A cura di Redazione Mediterranea |

G.I.P. Agrigento archivia definitivamente l'inchiesta sul salvataggio del maggio 2019

Era il 9 maggio 2019 quando la nostra nave Mare Jonio soccorreva, 35 miglia nautiche a nord di Zuara, in zona SAR attribuita alla competenza libica, trenta persone tra cui due donne incinte, una bambina di 2 anni – la piccola Alima – e diversi minori non accompagnati. Erano a bordo di un piccolo gommone, sovraccarico, col motore in avaria e che stava già imbarcando acqua.


Poteva affondare da un momento all’altro e condannare a morte certa i suoi occupanti. Dopo aver tratto in salvo i naufraghi, il nostro Comandante e il Capomissione si rifiutarono di obbedire agli ordini del Governo italiano di allora che ci chiedeva di consegnare le persone nelle mani degli aguzzini da cui stavano fuggendo, ovvero la cosiddetta guardia costiera libica.

Per questa ragione, il 10 maggio, dopo lo sbarco dei superstiti a Lampedusa, il nostro Comandante e il Capomissione furono indagati per il reato di “favoreggiamento aggravato dell’immigrazione clandestina” e la nave posta sotto sequestro. Non solo, Beppe Caccia, nella sua qualità di armatore della Mare Jonio oltre che Capomissione in quella occasione, fu accusato anche di due violazioni del Codice della Navigazione, per non aver ottemperato alla “diffida” delle Autorità “a svolgere in maniera pianificata e organizzata attività di ricerca e soccorso con una nave priva delle necessarie certificazioni.”

Oggi, a quasi mille giorni dall’apertura di quella inchiesta, è stata notificata la decisione con cui la Giudice per le Indagini Preliminari del Tribunale di Agrigento, dott.ssa Micaela Raimondo, accogliendo le richieste dei Procuratori della Repubblica dott. Salvatore Vella e Cecilia Baravelli, ha definitivamente archiviato l’inchiesta per il soccorso del 9 maggio 2019 e ha prosciolto così il Comandante Massimiliano Napolitano e il Capomissione e armatore della Mare Jonio Beppe Caccia da ogni accusa a loro carico.

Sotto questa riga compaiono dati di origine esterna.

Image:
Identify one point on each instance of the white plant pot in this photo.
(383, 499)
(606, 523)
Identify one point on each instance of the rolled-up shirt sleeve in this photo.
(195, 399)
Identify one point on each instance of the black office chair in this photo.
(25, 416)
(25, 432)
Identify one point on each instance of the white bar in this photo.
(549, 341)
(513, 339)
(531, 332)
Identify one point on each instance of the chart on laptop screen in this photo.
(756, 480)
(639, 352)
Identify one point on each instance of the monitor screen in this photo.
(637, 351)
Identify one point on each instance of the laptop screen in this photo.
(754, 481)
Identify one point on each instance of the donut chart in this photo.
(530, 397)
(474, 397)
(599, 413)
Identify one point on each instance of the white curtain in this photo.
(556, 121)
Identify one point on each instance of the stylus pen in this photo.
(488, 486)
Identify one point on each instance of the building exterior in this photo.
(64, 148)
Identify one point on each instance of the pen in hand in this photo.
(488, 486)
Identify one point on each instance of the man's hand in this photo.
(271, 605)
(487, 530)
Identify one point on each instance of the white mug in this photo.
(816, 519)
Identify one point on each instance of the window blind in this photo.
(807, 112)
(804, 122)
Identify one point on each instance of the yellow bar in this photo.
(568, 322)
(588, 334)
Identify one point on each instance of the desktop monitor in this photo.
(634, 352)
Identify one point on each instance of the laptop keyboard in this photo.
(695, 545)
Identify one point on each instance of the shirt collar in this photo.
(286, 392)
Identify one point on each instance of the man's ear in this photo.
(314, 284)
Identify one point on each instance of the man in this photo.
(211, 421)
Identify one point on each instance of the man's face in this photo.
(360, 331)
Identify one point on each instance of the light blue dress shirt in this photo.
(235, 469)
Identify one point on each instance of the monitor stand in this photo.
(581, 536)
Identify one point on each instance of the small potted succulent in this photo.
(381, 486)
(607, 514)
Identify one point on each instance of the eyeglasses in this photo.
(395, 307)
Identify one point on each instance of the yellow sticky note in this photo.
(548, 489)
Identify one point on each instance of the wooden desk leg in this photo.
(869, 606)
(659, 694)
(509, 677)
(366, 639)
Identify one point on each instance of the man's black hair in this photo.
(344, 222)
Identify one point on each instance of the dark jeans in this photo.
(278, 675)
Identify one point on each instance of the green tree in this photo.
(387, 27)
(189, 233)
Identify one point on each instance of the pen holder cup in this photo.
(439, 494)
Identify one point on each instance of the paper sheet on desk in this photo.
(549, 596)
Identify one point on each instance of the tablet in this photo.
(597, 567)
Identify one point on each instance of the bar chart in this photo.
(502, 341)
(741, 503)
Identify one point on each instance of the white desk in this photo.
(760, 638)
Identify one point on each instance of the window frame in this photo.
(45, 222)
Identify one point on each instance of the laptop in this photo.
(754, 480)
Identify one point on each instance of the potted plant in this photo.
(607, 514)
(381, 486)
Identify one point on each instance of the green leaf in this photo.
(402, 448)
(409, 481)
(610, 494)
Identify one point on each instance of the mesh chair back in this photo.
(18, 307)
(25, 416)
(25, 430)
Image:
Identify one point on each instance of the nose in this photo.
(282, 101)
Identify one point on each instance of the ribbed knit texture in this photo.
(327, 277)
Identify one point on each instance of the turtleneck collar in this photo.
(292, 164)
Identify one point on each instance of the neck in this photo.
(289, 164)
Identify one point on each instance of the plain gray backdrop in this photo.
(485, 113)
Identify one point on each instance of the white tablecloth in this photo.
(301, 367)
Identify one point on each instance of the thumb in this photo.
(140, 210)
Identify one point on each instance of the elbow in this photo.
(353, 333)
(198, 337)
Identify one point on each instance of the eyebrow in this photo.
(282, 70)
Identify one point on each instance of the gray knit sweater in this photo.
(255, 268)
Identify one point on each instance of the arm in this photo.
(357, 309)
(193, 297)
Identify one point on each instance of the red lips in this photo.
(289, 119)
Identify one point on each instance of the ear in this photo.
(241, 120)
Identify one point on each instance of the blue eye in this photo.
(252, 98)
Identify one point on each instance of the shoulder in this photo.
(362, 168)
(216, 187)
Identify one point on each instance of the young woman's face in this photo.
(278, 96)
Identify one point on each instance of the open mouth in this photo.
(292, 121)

Particolarmente significative le motivazioni del proscioglimento addotte dal Tribunale, che scrive come innanzitutto i nostri abbiano agito “in stato di necessità” e “nell’adempimento del dovere di salvataggio, previsto dal diritto nazionale e internazionale”. Ma aggiunge anche come “non si possa considerare la Libia un place of safety”, porto sicuro, viste le condizioni in cui “alcune migliaia di richiedenti asilo, migranti e rifugiati versano in detenzione arbitraria, sottoposti a torture e a trattamenti inumani e degradanti, in violazione dei loro diritti umani.”

Infine, la GIP dott.ssa Raimondo – in merito alle asserite violazioni del Codice della Navigazione – osserva come proprio dalle ispezioni effettuate dalla Guardia Costiera in sede di indagini emerga che la Mare Jonio è “attrezzata per svolgere, se necessario, attività di salvataggio di vite umane in mare e il suo personale adeguatamente formato.” Ma, come anche, appunto, “nell’ordinamento italiano non sia prevista una certificazione SAR per le imbarcazioni civili impegnate nello svolgimento” di questa attività.

Ancora una volta, dopo accurate investigazioni e non sulla base di fantasiosi e strumentali teoremi, un Tribunale italiano si pronuncia in modo inequivocabile: salvare vite umane in mare non è un crimine, ma un obbligo per tutti, civili e militari.

È quello che del resto la nave Mare Jonio di Mediterranea Saving Humans ha appena fatto, soccorrendo – nella notte del 20 gennaio scorso – 214 tra donne, uomini e bambini in fuga dalla Libia e in pericolo di vita nelle acque del Mediterraneo centrale. Ed è quello che continueremo a fare.